My favorite part of the book, "124 Worlds", also contains some of the parts that disgusted me the most. "124 Worlds" is a series of 124 vignettes, some a sentence or two, some a few paragraphs and others a couple pages. It makes up a little more than 1/2 of the total book. These stories don't intersect, there are hardly characters in them let alone characters that show up in multiple snippets but this was the section that drew me in more than the others. I couldn't put the book down, I wanted just one more, even when I was disgusted by the unprovoked and all-consuming violence that took place within some of these worlds. Even the worlds I liked were horribly depressing, such as #30, about a boy and his awful Christmases with a resentful mother and a drunk father.
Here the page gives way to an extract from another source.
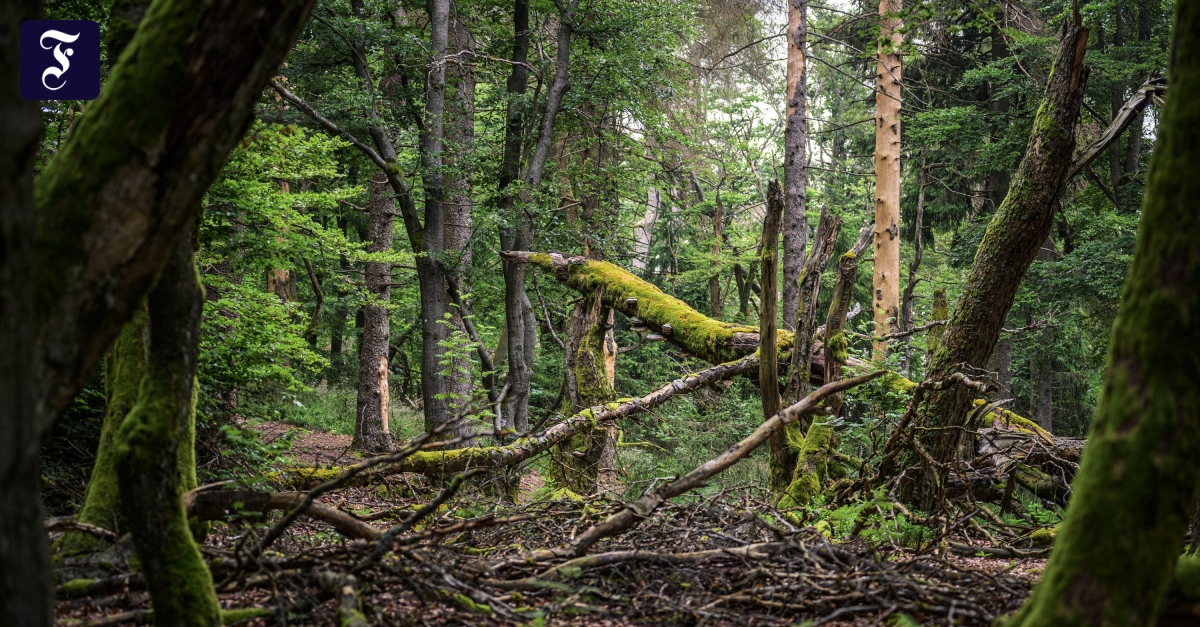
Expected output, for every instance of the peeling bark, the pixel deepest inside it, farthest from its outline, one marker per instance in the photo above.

With the stories it's just one thing after another and you begin to feel the weight of the stories suffocating you. Here are a few of those stories. Or at least pieces of the stories:

#17: She has been off heroin for three months. Every day that goes by is a special day for her. It's a day that she hasn't taken drugs...It's not easy. Sometimes she feels bad and it's all she can do to hold on. Sometimes she sits on her bed and repeats, "I don't need you. I don't need you. I don't need you."

#30: ...He remembered the Christmases of his youth. He was living with his mother. She would get him some presents and never let him forget for a minute that he was a pain in her ass...He would pull the presents into his room and put them in a pile in the corner. He rarely played with the things that they bought him. He was scared to break them. She would hit him. Call him ungrateful and threaten to have the police come and take him to jail forever.

#32: It was her third black eye in one year. She didn't freak out. She did shoot him in the back of the head while he was watching television.

#54: He shot the guy like it was nothing. I've never seen anything like it in my life. He pulled up to the red light, got out of his car and walked over to the Plymouth and fired three shots into the driver's face. Then he got back in his car. He had the music up loud, some heavy metal garbage. I never seen anything like it! He just wasted the guy! Anyway, the light turned green and he took off, and so did everybody else except for the dead guy. I would have too, but my car stalled.

#115: Loneliness is her friend. She lost her job today. The rent is due in two weeks. It's like a bad dream. The night comes. She drinks and wonders what she'll do.

I don't think I'll put this on the re-read list anytime soon, but I suppose you never know. I do plan on reading some more Rollins though I'd like something later, something with more hope and less anger.